Security middleware for Vercel AI SDK that adds production-grade controls to agent tool calling.
When you deploy AI agents to production, you need more than prompt engineering. This package provides a tool firewall that wraps AI SDK tools with:
- Policy enforcement (allowlists, denylists, approval requirements)
- Budget controls (call limits, timeouts, execution time caps)
- Audit logging (structured events with stable schema)
- Automatic redaction (PII and secrets removed from logs)

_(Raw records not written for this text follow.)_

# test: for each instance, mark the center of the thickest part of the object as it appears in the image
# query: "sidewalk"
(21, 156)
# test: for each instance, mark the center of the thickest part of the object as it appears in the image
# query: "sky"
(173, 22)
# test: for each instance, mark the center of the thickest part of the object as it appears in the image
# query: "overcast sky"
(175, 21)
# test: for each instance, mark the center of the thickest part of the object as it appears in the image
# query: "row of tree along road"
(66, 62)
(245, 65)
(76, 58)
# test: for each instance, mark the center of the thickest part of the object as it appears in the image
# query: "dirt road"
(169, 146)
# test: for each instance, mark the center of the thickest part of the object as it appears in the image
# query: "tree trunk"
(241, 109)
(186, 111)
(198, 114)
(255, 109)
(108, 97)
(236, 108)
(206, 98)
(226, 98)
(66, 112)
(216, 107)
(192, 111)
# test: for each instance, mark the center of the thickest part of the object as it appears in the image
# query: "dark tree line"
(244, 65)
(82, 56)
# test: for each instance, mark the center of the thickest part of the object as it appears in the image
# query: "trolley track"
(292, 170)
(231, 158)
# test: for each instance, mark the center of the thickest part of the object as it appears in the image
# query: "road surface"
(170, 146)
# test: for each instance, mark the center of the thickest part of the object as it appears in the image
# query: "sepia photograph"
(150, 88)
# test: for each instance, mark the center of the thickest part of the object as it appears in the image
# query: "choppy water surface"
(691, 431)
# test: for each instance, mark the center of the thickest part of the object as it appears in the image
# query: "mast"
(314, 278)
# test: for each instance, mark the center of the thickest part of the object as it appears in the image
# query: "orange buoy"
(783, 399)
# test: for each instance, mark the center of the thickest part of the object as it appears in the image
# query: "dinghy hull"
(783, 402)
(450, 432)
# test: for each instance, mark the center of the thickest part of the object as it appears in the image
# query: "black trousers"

Works with AI SDK's native tool calling and Model Context Protocol (MCP) servers. No changes to your agent logic required.
Shipping agents safely means solving several problems at once:
Policy Enforcement: Prevent prompt injection attacks from calling forbidden tools. Block dangerous operations like database deletions or bulk emails.
Cost Controls: Stop runaway loops that burn through API budgets. Cap execution time for hanging tools.
Audit Trails: Record every tool call attempt (successful or blocked) for compliance reviews and incident response.
Human Oversight: Pause execution before destructive actions. Let users approve high-risk operations like billing changes or data deletion.
pnpm add ai-agent-guardrails ai zodimport { streamText } from 'ai';
import { openai } from '@ai-sdk/openai';
import { guardTools, createSimplePolicy, ConsoleAuditSink } from 'ai-agent-guardrails';
const policy = createSimplePolicy({
denylist: ['delete_database'],
requireApprovalForRisk: ['write', 'admin'],
});
const tools = guardTools(myTools, {
policy,
audit: new ConsoleAuditSink(),
timeoutMs: 10_000,
});
const result = streamText({
model: openai('gpt-4o-mini'),
messages,
tools,
});Define which tools can execute and under what conditions:
const policy = createSimplePolicy({
allowlist: ['search', 'read_docs'], // Only these tools allowed (whitelist mode)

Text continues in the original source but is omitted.